The record amplifier is based on tube section 6A which provides some signal amplification. Additionally passive 1st order filtering before the grid provide -6dB/octave roll-off of low and high frequencies.
The bias oscillator circuit is based around a tube section 6B, a handful of capacitors, resistors and an inductor. The oscillator circuitry generates the A.C. bias voltage—a high frequency (50KHz to 60KHz) sinusoidal waveform. In layman’s terms, biasing “shakes up” and randomises the atomic-sized magnetic particles on the recording medium (Binson’s patented magnetic drum) to create a uniform “blank slate” for the record head to “print” the audio signal onto. More technically, the bias shifts the recorded audio signal into the “linear region” of the recording medium’s magnetization curve; it’s purpose is to cancel out non-linearities, yielding distortion-free recording. The frequency of the bias oscillator in a tape recording machine is typically just over five times the highest audible frequency, which, in the case of the Echorec, sets the upper frequency limit at around 10KHz to 12KHz.

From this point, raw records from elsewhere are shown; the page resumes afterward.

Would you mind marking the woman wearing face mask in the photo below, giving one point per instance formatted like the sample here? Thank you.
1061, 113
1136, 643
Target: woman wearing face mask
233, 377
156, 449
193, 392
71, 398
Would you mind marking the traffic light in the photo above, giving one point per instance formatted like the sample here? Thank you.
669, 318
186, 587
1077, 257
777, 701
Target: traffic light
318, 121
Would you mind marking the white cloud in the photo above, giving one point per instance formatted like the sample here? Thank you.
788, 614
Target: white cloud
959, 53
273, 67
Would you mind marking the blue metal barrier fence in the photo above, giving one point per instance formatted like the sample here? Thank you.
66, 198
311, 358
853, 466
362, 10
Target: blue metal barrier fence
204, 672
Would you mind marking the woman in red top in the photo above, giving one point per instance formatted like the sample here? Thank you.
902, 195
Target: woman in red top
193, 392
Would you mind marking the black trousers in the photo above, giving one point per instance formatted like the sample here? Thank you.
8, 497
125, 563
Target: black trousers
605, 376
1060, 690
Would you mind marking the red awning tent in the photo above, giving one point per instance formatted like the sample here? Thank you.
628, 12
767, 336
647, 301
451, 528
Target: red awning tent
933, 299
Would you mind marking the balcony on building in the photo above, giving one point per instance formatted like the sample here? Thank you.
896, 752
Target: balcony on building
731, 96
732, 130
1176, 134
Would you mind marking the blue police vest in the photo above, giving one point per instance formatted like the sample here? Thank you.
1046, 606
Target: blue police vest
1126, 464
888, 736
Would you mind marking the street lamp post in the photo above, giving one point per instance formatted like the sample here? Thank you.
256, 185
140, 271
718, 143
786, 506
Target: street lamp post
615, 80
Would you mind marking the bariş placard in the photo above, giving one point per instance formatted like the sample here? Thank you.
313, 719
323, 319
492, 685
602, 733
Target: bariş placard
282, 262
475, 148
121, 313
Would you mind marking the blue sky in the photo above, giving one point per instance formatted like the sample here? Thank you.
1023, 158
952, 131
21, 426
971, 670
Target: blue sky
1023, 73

The audio signal is superimposed over the bias signal and the combined signal routed to the record head. The bias voltage across record head is in the order of 300 volts peak-to-peak (210 volts R.M.S.) and is much, much larger than the audio signal level, which is only a few volts. The amplitude of the bias signal is altered by adjusting the 100pF trimmer. To obtain optimum distortion and upper frequency response of the recorded signal the voltage level of the bias must be calibrated correctly—if the bias level is too low then the delay repeats will sound distorted and if the bias level is too high then the delay repeats will sound mushy, lacking clarity. The bias adjustment is therefore always a compromise between distortion and high frequency content. The heads must also be aligned and set up properly to obtain the best audio performance from the machine. Note: in the tube model ‘T7E’ Echorec, the impedance of the record head is approximately 400Ω.